Quantum annealing is a meta-heuristic that (instead of thermal fluctuations) employs adjustable quantum fluctuations into a problem6,7,8,9,10,11. Thermal annealing (a.k.a. simulated annealing or classical annealing) can be very ineffective, compared to quantum annealing, because: (1) the landscape of the given Hamiltonian can be too glassy and there exist high energy barriers around local minimums that can trap the system for a very long time; and (2) a classical (or nonquantum) system can only assume one configuration at a time while the number of configurations in discrete optimization problems (i.e., combinatorial optimization problems) can grow exponentially with the number of variables9. Quantum annealing can bypass very high energy barriers, when they are narrow enough, which can address the ergodicity problem to some extent9,12,13,14,15. In addition, at some stage of annealing, quantum annealing can see the whole landscape simultaneously that can provide much faster relaxation to the ground state of the given Hamiltonian9.

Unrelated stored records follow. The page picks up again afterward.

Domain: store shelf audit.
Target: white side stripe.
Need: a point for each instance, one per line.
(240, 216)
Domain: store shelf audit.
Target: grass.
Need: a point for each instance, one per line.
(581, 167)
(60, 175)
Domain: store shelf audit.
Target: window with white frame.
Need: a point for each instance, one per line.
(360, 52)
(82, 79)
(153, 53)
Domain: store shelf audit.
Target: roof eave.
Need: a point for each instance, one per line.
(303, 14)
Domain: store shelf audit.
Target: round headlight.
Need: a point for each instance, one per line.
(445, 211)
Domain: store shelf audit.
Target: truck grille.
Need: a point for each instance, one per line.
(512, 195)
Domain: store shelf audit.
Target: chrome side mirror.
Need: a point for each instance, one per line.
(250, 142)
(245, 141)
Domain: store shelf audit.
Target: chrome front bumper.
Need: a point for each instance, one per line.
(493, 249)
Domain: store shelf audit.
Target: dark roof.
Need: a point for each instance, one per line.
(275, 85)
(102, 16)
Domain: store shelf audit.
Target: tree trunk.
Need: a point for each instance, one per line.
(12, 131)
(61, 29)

Quantum annealers are a type of adiabatic quantum computer that provides a hardware implementation for finding the minimum energy configuration of Hamiltonians whose ground states represent optimum solutions of the original problems of interest. The D-Wave quantum annealer is a programmable Ising processing unit (IPU) that can find the minimum of the (stoquastic) Ising Hamiltonian or its equivalent quadratic unconstrained binary optimization (QUBO) form5,16. More precisely, the D-Wave quantum annealer receives coefficients of an Ising Hamiltonian (here h and J) as an executable quantum machine instruction (QMI) and returns the vector z that minimizes the following quadratic energy function:

$${E}_{{\rm{Ising}}}({\bf{z}})=\mathop{\sum }\limits_{i=1}^{N}\,{{\bf{h}}}_{i}{{\bf{z}}}_{i}+\mathop{\sum }\limits_{i=1}^{N}\,\mathop{\sum }\limits_{j=i+1}^{N}\,{J}_{ij}{{\bf{z}}}_{i}{{\bf{z}}}_{j},$$
(1)

where N denotes the number of quantum bits (qubits) and zi {−1, +1}. To solve a problem on a D-Wave quantum annealer, therefore, one needs to define an Ising Hamiltonian, shown in Eq. (1), whose ground state represents a solution for the original problem of interest16,17.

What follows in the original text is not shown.